Accessing Astrato query metadata in Databricks

In Databricks, queries executed by Astrato are logged in the system.query.history table. You can use Databricks' regexp_extract function to isolate the JSON string from the statement_text, and then use the : operator (or from_json) to parse out specific fields.

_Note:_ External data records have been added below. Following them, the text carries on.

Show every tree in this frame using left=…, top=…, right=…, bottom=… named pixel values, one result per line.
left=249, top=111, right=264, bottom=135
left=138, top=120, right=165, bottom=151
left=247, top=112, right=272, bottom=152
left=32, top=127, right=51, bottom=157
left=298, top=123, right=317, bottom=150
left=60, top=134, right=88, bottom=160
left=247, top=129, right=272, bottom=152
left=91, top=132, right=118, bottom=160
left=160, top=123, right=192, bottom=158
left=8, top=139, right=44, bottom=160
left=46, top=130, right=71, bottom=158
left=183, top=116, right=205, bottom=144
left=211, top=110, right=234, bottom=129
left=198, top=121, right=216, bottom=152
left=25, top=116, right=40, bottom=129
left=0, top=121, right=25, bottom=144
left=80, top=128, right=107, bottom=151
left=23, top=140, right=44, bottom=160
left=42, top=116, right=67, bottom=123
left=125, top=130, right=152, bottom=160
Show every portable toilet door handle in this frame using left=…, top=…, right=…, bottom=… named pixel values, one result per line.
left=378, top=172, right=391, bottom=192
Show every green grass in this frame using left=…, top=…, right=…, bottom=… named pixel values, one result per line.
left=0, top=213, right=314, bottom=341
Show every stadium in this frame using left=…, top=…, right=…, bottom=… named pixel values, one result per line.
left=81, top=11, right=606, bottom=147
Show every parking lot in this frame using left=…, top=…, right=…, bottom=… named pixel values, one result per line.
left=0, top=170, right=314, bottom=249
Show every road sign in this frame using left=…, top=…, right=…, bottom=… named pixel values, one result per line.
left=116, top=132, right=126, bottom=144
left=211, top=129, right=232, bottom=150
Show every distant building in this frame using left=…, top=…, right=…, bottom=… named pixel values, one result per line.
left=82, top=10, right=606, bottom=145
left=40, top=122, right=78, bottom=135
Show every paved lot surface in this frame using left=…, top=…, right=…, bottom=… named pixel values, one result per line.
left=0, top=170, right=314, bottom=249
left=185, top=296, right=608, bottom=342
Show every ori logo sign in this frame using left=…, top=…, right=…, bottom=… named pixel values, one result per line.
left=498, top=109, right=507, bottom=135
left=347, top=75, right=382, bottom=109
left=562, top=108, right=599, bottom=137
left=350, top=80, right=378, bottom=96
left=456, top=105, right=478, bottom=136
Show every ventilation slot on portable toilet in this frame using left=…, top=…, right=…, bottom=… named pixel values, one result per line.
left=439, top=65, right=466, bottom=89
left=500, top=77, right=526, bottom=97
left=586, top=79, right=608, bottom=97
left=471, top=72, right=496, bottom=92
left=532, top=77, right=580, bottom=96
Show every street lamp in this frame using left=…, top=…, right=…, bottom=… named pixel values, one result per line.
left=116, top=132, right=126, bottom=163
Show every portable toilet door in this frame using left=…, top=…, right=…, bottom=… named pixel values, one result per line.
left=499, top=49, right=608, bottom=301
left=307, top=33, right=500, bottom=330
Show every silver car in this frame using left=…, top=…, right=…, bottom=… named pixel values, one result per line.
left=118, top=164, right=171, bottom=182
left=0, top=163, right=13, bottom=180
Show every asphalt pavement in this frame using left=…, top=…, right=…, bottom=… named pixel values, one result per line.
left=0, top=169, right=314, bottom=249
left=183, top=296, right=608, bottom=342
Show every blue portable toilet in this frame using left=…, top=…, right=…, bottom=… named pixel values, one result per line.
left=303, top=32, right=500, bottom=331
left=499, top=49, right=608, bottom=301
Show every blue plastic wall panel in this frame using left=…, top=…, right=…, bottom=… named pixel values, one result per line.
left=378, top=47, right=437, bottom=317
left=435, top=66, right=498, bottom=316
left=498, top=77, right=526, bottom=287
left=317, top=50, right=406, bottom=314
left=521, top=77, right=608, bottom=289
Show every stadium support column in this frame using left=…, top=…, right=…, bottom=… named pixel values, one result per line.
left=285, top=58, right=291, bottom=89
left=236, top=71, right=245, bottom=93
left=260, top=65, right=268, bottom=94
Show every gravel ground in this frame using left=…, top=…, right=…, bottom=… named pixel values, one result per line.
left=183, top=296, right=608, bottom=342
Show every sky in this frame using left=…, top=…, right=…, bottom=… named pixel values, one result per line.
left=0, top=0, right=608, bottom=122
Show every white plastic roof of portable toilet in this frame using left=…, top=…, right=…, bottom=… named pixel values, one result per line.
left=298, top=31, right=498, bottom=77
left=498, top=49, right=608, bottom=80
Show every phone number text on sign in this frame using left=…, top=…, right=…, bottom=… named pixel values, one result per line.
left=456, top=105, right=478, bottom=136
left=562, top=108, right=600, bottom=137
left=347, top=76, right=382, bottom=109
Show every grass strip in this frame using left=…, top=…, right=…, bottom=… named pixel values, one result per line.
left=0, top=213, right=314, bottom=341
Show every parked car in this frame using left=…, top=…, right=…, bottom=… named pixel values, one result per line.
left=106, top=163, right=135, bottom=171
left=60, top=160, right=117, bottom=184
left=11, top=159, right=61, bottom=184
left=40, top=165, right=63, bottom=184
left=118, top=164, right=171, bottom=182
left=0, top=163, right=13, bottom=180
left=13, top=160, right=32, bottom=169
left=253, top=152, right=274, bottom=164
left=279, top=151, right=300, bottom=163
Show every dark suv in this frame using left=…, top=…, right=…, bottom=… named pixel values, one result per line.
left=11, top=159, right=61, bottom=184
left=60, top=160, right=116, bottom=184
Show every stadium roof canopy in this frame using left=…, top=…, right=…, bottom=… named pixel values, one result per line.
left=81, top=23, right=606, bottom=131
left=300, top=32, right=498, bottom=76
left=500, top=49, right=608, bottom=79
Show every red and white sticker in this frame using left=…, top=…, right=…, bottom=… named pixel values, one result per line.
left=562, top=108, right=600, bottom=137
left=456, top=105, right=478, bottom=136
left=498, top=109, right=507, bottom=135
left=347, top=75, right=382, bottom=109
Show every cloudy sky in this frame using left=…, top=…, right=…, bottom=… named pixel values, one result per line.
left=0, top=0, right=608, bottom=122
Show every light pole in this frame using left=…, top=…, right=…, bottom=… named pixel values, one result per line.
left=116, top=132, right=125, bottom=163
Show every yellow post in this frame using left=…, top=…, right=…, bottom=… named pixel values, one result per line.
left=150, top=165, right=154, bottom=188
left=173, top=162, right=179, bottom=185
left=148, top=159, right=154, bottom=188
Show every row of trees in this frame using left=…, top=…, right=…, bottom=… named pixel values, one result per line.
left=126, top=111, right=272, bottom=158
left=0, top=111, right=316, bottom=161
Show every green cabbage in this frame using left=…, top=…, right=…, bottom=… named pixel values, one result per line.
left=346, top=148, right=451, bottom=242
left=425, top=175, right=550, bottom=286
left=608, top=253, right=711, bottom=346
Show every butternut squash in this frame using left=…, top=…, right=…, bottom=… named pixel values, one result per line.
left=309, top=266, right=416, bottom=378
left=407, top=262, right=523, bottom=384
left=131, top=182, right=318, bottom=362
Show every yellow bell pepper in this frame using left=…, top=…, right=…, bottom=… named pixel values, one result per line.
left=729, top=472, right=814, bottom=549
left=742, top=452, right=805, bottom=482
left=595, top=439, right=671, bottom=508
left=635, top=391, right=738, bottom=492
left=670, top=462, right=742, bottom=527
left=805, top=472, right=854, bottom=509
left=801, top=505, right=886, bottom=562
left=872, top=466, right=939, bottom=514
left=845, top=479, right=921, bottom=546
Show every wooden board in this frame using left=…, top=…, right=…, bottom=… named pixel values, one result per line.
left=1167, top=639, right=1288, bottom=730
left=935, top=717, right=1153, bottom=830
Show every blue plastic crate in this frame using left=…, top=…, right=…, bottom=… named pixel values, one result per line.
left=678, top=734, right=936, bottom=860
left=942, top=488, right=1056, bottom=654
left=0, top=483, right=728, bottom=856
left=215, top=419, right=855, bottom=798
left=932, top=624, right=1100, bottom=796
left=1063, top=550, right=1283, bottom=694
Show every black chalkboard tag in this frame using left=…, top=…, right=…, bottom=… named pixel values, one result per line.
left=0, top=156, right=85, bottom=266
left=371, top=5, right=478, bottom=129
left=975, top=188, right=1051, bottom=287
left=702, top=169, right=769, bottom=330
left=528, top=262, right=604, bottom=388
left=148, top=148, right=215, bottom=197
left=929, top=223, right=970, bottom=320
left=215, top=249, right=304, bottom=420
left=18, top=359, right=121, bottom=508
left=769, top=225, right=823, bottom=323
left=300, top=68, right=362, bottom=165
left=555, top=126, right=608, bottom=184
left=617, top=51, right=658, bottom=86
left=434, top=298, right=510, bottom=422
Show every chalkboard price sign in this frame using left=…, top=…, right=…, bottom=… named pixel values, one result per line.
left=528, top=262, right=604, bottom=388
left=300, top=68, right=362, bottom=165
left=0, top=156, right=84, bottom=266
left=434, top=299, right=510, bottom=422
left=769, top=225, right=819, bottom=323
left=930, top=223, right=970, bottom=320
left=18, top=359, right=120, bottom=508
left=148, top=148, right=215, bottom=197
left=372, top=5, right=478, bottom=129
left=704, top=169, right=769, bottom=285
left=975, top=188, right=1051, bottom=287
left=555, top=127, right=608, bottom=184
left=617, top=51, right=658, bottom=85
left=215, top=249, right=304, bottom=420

Example Databricks SQL Query:

SQL

WITH RawAstratoQueries AS (
  SELECT 
    statement_text,
    execution_time_ms,
    total_task_duration_ms,
    spilled_local_bytes,
    -- 1. Extract the JSON payload from the first line of the query comment
    regexp_extract(statement_text, ''-- (\\{.*\\})'', 1) AS astrato_metadata_json
  FROM system.query.history
  -- Filter for queries that start with an Astrato metadata comment
  WHERE statement_text LIKE '-- {"type":%' 
    AND start_time > current_date() - 7
)
SELECT 
  -- 2. Parse out specific fields using Databricks JSON extraction
  astrato_metadata_json:type::string AS astrato_query_type,
  astrato_metadata_json:workbookId::string AS astrato_workbook_id,
  astrato_metadata_json:userId::string AS astrato_user_id,
  astrato_metadata_json:workbookState::string AS workbook_state,
  
  -- Include Databricks performance metrics for correlation
  execution_time_ms,
  total_task_duration_ms,
  spilled_local_bytes,
  statement_text
FROM RawAstratoQueries
ORDER BY execution_time_ms DESC;

Using this query, Databricks administrators can easily build out Databricks SQL dashboards monitoring Astrato cost and performance, sorted by the heaviest workloads. We recommend persisting this to improve performance.